Due to rapid increases in overweight and lack of physical activity, there is an emerging global epidemic of diabetes. About 347 million people worldwide suffer from the disease, and it is projected that the numbers will double by 2030. As the number of people with diabetes increase, so will the burden of diabetic foot disease. Throughout the world, up to 70% of all leg amputations happen to people with diabetes, and somewhere in the world a leg is lost to diabetes every 30 seconds.
The vast majority of foot amputations due to diabetes begin with the formation of ulcers, and diabetic foot ulcers impose a substantial financial burden. It is estimated that care costs per patient with foot ulcers are double compared to those without. In fact, a study found that ulcer care in the US adds between $9-13 billion to the yearly costs associated with diabetes, highlighting the need for prevention technologies.
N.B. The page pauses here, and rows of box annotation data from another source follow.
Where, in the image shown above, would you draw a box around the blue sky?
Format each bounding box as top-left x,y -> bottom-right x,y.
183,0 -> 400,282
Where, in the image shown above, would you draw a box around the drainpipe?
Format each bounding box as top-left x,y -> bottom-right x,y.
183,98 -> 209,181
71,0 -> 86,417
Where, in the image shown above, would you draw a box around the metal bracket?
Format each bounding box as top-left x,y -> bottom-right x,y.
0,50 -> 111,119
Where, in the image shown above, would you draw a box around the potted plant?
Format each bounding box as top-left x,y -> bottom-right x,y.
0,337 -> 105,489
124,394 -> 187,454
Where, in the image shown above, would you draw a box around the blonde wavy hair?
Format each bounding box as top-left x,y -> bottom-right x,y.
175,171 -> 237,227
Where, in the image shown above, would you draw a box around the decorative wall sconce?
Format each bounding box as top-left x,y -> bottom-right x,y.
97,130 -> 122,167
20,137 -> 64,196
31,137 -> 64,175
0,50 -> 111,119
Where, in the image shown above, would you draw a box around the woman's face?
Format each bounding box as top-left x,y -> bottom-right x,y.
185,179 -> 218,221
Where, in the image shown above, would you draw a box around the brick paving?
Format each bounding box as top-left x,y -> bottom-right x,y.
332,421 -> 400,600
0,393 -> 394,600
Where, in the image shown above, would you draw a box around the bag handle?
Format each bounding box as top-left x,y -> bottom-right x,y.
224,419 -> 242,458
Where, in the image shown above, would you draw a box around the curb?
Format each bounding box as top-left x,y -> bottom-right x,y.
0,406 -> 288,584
Studies have shown that skin temperature monitoring reduce the risk of diabetic foot ulceration. The startup Podimetrics has developed a temperature monitoring system, an early warning system to predict and prevent diabetic foot ulcers.
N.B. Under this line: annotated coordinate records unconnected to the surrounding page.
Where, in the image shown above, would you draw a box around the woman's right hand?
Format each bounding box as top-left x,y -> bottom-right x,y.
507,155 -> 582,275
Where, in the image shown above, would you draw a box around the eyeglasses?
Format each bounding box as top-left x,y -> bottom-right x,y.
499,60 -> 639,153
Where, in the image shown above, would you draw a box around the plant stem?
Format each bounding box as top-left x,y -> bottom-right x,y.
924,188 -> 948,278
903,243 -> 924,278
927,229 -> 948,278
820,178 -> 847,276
The system consists of a home-based wireless sensor-enabled mat, named the Podimetrics MatTM. The patients step on the mat for 20 seconds every day while the sensors measure the temperature. The collected data from the scan is automatically analyzed with the company’s algorithms to detect patterns that may indicate the presence of a developing ulcer. When pre-ulcers are detected, both the patient and the doctor will be alerted so the necessary intervention can take place.
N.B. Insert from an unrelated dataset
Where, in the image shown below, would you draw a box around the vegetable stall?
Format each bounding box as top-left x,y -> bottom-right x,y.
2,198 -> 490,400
While other technologies can measure temperature to prevent diabetic foot ulcers, it is the innovative system that connect the patient with their doctor that make Podimetrics unique. The device is made with the patients in mind, improve the relationship between patient and doctor, and give the doctor indications on which patients that needs the most attention and care. The system is a step into the future of a more effective healthcare system.